Abstract

THE FIRST thing that will happen when one's mind stops being focussed on material objects is that it will make objects for itself. As it empties of sensations of sight or sound or touch or taste it fills up again with images. They are images of sight and sound and of touch and taste, but they are tied by association, which is to say in time. Each one follows ana provokes the next one.The Finding Place is built up in this way. Your eye catches first the shape of a house coming out of the painted surface. Then across and after this you see another sketch, one of Klee's childlike symbols for the house facade. At first there is a look of Gris or Picasso taking objects to bits and recombining them. Only instead of a putting together in space it is a coming after in time. Instead of stylizing objects to build up an analogy of form, Klee plays variations on a form which bring object analogies tumbling after them. Here a dog-tooth shape creates a mat, wineglasses, roofs and pyramids successively. Then it is echoed in larger forms. Finally the artist varies it to the square and cube and so goes into another series. Then the same thing happens again with the square and cube themselves and with the ladder form, step form, rod form and the sphere or ball.
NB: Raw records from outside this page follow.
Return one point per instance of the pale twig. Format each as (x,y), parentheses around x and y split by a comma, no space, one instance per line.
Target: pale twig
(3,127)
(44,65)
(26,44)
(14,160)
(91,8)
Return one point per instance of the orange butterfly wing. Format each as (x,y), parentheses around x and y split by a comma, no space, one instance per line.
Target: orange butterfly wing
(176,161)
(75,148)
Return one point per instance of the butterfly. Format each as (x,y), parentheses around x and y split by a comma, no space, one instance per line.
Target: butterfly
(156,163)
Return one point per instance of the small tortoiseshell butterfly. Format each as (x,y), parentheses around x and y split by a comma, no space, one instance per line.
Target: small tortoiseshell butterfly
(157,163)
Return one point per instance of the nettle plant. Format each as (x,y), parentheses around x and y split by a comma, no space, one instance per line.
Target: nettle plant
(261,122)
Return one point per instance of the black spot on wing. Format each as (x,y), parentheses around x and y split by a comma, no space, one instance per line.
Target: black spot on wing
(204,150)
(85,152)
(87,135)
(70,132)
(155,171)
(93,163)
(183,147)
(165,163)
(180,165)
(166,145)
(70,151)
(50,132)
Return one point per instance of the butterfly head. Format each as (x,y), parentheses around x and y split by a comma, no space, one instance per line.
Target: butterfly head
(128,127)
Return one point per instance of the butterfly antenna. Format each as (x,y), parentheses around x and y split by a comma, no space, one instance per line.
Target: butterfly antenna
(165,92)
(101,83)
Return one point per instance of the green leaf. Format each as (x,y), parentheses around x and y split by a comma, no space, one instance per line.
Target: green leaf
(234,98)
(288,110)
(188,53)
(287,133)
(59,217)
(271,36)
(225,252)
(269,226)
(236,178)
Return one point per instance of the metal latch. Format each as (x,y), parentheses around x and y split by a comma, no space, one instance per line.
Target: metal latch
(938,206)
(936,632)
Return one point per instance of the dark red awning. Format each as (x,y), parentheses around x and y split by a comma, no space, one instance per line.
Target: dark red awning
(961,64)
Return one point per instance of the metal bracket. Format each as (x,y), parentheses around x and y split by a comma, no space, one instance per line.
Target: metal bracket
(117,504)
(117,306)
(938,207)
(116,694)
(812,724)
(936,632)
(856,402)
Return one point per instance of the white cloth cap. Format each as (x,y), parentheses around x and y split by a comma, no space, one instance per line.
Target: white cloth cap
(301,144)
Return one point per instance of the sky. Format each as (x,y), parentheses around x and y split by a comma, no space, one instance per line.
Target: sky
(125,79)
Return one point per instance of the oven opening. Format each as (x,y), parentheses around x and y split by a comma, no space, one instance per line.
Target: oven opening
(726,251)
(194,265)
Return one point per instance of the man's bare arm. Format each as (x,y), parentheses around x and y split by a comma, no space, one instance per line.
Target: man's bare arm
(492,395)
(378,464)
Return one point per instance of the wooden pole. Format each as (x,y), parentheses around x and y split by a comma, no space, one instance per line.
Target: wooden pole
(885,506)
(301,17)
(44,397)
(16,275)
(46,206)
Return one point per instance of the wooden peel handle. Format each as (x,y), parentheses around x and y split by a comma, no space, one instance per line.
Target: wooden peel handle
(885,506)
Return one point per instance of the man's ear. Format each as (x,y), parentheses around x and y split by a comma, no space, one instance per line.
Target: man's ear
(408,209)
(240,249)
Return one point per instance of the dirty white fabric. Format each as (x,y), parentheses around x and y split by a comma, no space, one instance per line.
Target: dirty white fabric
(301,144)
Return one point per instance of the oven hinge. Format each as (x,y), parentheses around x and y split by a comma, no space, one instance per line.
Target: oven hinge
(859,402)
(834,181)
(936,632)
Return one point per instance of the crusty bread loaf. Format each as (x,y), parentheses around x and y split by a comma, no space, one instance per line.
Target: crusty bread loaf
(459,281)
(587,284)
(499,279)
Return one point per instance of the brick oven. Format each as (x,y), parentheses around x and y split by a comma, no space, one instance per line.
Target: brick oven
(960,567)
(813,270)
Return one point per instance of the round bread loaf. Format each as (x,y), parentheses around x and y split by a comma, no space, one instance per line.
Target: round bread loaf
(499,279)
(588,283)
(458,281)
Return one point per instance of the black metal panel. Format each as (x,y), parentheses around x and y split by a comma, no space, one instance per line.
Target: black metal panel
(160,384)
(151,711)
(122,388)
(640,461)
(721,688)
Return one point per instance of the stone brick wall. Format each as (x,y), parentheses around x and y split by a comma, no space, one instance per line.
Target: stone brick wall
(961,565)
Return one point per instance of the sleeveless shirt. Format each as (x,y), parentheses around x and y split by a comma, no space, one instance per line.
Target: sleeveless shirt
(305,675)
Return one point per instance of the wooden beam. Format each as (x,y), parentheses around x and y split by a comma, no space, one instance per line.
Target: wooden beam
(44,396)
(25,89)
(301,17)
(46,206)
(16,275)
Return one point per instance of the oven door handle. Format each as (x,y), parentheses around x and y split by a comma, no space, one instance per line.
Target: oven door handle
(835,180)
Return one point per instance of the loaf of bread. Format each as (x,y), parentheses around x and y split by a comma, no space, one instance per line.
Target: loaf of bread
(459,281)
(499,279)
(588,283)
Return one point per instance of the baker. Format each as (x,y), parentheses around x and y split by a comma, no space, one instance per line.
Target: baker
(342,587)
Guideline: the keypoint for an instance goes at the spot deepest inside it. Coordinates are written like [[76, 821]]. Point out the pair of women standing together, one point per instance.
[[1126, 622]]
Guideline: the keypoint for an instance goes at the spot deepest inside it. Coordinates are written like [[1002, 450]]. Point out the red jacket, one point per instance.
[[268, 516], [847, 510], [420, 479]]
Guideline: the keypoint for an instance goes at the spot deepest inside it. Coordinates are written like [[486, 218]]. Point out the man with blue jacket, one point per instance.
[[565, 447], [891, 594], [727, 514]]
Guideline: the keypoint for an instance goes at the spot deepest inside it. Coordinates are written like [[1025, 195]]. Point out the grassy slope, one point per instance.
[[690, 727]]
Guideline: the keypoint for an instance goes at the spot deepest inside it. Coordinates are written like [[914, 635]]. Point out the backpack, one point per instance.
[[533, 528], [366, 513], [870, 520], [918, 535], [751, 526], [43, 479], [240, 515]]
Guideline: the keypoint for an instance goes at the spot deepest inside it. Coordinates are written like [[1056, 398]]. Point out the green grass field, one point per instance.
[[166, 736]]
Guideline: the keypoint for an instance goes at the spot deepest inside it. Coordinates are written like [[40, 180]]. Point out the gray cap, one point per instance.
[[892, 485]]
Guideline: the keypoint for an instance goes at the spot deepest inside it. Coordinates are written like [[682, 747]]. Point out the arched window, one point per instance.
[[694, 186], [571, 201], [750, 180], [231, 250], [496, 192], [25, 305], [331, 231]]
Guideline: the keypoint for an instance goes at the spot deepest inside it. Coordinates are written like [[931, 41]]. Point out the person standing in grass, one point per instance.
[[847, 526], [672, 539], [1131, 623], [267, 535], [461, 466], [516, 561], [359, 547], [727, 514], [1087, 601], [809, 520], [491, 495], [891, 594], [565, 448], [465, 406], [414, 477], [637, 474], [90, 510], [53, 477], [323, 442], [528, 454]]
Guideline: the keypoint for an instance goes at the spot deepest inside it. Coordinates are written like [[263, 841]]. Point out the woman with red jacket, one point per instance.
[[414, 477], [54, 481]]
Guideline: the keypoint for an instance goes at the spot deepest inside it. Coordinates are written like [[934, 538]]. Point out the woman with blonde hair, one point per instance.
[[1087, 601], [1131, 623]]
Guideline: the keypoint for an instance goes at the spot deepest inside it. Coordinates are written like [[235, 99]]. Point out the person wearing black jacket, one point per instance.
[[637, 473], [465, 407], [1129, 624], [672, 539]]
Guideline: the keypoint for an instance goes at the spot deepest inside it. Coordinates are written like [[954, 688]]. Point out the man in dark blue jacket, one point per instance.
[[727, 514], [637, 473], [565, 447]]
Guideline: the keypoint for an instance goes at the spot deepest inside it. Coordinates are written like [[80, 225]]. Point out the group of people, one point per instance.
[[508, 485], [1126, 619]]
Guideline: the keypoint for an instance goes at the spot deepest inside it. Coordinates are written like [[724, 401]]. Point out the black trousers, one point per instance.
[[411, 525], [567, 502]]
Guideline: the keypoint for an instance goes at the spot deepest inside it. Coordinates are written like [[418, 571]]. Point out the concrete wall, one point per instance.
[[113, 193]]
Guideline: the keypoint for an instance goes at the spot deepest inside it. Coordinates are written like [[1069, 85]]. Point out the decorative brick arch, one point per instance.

It is like Joyce's punning. Each new allusion you find adds to the states of living and feeling touched on and makes the symbol stronger. But in Klee the symbol is a form. A thought, as Von Wedderkop puts it, which when expressed and argued is destroyed, can exist in the formal content of Klee's pictures. Taken together the effect of these themes or variations is to give you the sense of a complete world. It is the material world seen subjectively, through the reversed telescope of association.